The Weighted Average process the average of precision, recall and F1 score. Each metric is calculated with the consideration of the sample sizes. An example is they will give a high number when one religion outperforms another due to having more samples.  

# Prediction Example

In [None]:
knn.predict(X_test_scaled)

In [None]:
y_test.values

# Analysis

Per the KNN model, we have an accuracy of 63% of classifying flag colors, shapes, images, and text to predict the country's religion. I chose K = 9 as per the graph, that's when the score starts to stabilize and choosing an odd number to confirm there are no ties between classes.
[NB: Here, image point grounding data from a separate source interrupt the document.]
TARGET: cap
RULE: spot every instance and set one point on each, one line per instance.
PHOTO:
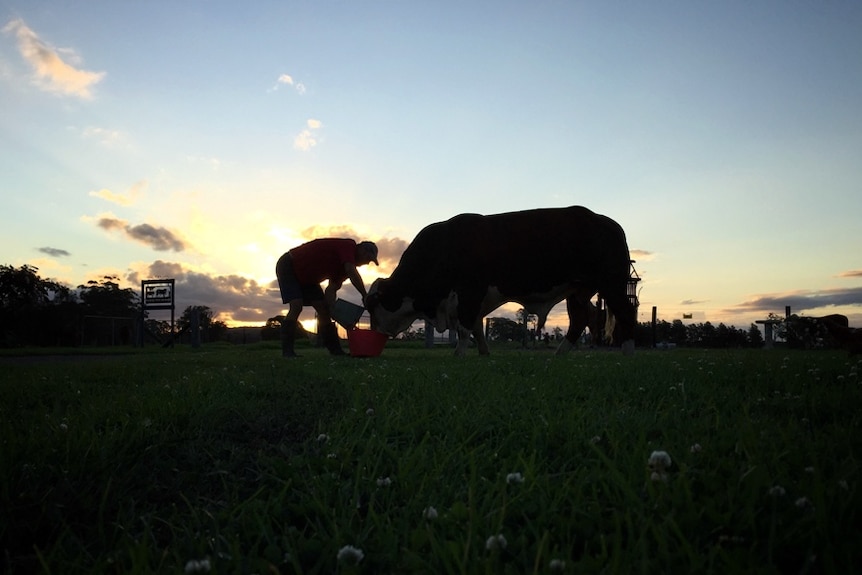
(371, 247)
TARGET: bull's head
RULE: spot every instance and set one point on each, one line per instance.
(390, 313)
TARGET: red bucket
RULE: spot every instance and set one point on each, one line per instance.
(366, 342)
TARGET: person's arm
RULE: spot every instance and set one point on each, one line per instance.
(356, 280)
(331, 292)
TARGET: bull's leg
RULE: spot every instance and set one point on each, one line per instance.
(625, 316)
(578, 311)
(463, 340)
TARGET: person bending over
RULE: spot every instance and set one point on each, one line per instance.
(301, 270)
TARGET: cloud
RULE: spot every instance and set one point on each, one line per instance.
(232, 298)
(126, 199)
(108, 138)
(308, 138)
(851, 274)
(389, 249)
(287, 80)
(802, 300)
(641, 255)
(54, 252)
(52, 73)
(158, 238)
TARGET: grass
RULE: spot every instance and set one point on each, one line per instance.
(232, 460)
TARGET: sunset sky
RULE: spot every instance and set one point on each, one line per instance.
(200, 140)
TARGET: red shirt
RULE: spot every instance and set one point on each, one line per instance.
(323, 259)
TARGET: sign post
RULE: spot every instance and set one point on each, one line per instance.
(156, 294)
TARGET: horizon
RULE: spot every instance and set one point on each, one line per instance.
(206, 140)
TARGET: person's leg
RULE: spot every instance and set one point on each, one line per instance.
(288, 328)
(291, 294)
(326, 327)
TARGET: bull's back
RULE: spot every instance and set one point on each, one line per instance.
(560, 244)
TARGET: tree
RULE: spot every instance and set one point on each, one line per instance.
(755, 338)
(105, 298)
(35, 311)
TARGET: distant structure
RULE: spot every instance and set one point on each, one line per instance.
(155, 294)
(767, 324)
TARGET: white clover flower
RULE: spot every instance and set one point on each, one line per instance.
(776, 491)
(496, 543)
(350, 554)
(658, 463)
(198, 566)
(515, 477)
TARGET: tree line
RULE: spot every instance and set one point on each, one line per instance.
(42, 312)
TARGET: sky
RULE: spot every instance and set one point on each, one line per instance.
(200, 140)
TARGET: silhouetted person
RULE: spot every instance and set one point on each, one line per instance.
(300, 272)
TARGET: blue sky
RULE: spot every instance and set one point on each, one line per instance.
(200, 140)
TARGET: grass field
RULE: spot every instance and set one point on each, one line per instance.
(232, 460)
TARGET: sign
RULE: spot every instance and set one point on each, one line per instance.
(158, 294)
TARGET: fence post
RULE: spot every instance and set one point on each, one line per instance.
(196, 327)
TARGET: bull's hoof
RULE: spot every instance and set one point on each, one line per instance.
(564, 347)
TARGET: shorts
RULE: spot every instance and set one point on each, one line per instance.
(290, 287)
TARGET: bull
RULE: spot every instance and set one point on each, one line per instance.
(456, 272)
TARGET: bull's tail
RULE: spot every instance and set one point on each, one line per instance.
(610, 324)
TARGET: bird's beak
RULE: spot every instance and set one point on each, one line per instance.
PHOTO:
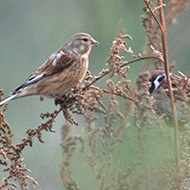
(94, 42)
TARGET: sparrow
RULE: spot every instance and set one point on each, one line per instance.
(63, 70)
(160, 93)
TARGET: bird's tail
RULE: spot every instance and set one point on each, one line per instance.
(8, 99)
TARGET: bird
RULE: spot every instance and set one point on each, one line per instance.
(63, 70)
(160, 93)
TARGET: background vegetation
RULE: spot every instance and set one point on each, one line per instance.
(30, 32)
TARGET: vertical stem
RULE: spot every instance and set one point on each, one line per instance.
(173, 103)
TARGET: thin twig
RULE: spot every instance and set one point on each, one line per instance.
(167, 70)
(121, 66)
(152, 13)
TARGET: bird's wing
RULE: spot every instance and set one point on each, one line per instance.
(57, 62)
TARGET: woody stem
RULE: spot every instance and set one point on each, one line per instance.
(167, 70)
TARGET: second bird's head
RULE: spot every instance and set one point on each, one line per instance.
(81, 44)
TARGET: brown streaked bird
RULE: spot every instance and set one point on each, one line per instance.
(160, 93)
(62, 71)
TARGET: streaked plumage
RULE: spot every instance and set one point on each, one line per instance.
(63, 70)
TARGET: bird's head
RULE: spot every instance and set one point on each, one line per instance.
(81, 44)
(157, 79)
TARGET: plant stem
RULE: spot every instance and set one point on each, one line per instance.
(172, 99)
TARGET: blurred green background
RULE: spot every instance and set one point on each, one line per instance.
(31, 30)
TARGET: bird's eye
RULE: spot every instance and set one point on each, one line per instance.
(85, 39)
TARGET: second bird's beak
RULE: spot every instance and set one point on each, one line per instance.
(94, 42)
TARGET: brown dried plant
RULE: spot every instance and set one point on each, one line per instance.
(101, 143)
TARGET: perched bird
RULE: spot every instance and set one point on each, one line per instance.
(160, 93)
(62, 71)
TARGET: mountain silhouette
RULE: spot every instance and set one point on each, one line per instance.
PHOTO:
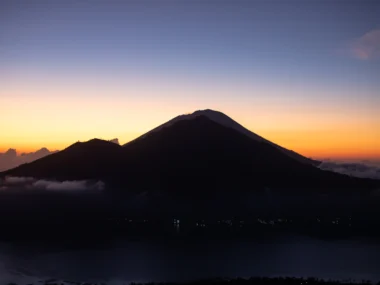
(204, 153)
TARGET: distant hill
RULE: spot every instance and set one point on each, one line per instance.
(205, 153)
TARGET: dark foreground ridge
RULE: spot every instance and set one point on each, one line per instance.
(227, 281)
(190, 157)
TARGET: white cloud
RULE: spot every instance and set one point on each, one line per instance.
(366, 47)
(356, 169)
(51, 185)
(12, 180)
(10, 159)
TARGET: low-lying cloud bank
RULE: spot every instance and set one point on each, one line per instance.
(10, 182)
(356, 169)
(11, 159)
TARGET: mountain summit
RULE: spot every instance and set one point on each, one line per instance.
(224, 120)
(205, 152)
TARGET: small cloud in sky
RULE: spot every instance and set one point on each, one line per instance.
(51, 185)
(11, 159)
(356, 169)
(367, 46)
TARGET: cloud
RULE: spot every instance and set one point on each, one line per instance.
(13, 180)
(10, 159)
(356, 169)
(366, 47)
(51, 185)
(116, 141)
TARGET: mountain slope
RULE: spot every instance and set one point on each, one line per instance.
(94, 159)
(226, 121)
(193, 156)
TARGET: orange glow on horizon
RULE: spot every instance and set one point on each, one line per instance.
(318, 129)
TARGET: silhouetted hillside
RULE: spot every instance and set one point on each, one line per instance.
(193, 156)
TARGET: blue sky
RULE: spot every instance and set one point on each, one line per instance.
(309, 53)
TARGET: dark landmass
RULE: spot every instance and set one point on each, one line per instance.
(195, 170)
(228, 281)
(188, 158)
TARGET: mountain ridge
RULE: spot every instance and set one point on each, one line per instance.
(226, 121)
(189, 156)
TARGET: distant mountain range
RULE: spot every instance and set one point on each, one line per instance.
(205, 152)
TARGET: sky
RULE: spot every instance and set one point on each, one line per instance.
(303, 74)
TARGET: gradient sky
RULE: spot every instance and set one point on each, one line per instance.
(304, 74)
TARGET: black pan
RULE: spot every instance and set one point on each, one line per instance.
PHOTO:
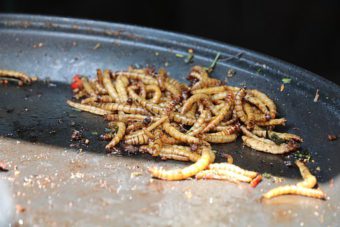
(35, 121)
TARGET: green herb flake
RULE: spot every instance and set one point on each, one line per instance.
(267, 175)
(286, 80)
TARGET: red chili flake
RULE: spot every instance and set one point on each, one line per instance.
(256, 181)
(332, 137)
(76, 82)
(3, 167)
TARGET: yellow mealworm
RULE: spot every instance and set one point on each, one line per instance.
(172, 131)
(260, 145)
(239, 107)
(257, 102)
(121, 89)
(309, 180)
(193, 99)
(272, 122)
(219, 138)
(119, 135)
(17, 75)
(210, 90)
(109, 86)
(233, 168)
(222, 174)
(267, 101)
(157, 94)
(189, 171)
(146, 79)
(250, 115)
(87, 108)
(139, 139)
(294, 190)
(199, 124)
(87, 87)
(133, 109)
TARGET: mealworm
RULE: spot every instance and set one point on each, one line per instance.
(199, 124)
(172, 131)
(146, 79)
(87, 87)
(119, 135)
(109, 86)
(189, 171)
(309, 180)
(157, 94)
(193, 99)
(210, 90)
(258, 103)
(222, 174)
(139, 139)
(121, 89)
(219, 138)
(260, 145)
(239, 107)
(133, 109)
(17, 75)
(267, 101)
(250, 115)
(87, 108)
(233, 168)
(217, 119)
(272, 122)
(294, 190)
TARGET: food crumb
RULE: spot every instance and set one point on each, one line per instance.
(332, 137)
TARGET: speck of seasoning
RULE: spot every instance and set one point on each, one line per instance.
(96, 46)
(282, 88)
(317, 96)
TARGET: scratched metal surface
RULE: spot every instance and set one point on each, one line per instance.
(59, 185)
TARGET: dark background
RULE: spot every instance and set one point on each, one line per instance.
(305, 33)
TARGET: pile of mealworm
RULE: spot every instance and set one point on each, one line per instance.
(170, 120)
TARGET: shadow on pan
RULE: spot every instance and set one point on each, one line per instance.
(39, 113)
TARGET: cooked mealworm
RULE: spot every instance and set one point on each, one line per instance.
(172, 89)
(210, 90)
(146, 79)
(233, 168)
(87, 108)
(15, 74)
(133, 109)
(189, 171)
(87, 87)
(157, 94)
(272, 122)
(199, 124)
(217, 119)
(260, 145)
(219, 138)
(250, 115)
(139, 139)
(239, 107)
(267, 101)
(121, 89)
(294, 190)
(309, 180)
(109, 86)
(193, 99)
(257, 102)
(271, 134)
(172, 131)
(128, 117)
(222, 174)
(119, 135)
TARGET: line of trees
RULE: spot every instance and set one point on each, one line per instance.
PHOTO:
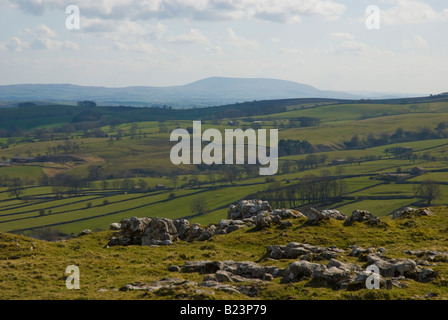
(400, 135)
(311, 189)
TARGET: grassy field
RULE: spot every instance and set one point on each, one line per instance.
(145, 155)
(34, 269)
Per the classification report, classifying the religion Christian was secure as the precision method (percentage of the predictions were correct) is at 63%, recall method (percentage of the positive cases classified correctly) is at 96%, and f1-score method (percentage of positive predictions were correct) is at 76% but that has to do with the support method (sample size) of 27 vs the other religion in single digits. 


In conclusion, per the support method of the religion data points being imbalanced, the macro average confirmed our overall results. Although the KNN method has an accuracy of 63% in classifying the religion, due to our imbalance data set, our overall precision is 27%, our overall recall is 30% and overall f1-score is 28% with a sample size of 49. In order to improve the overall result, we will need a larger data set or narrowing the religion to 3-4. The percentage is fairly low overall; however, I can conclude that the KNN model can classify countries with Christianity as their religion efficiently based on the attributes of the country’s flag.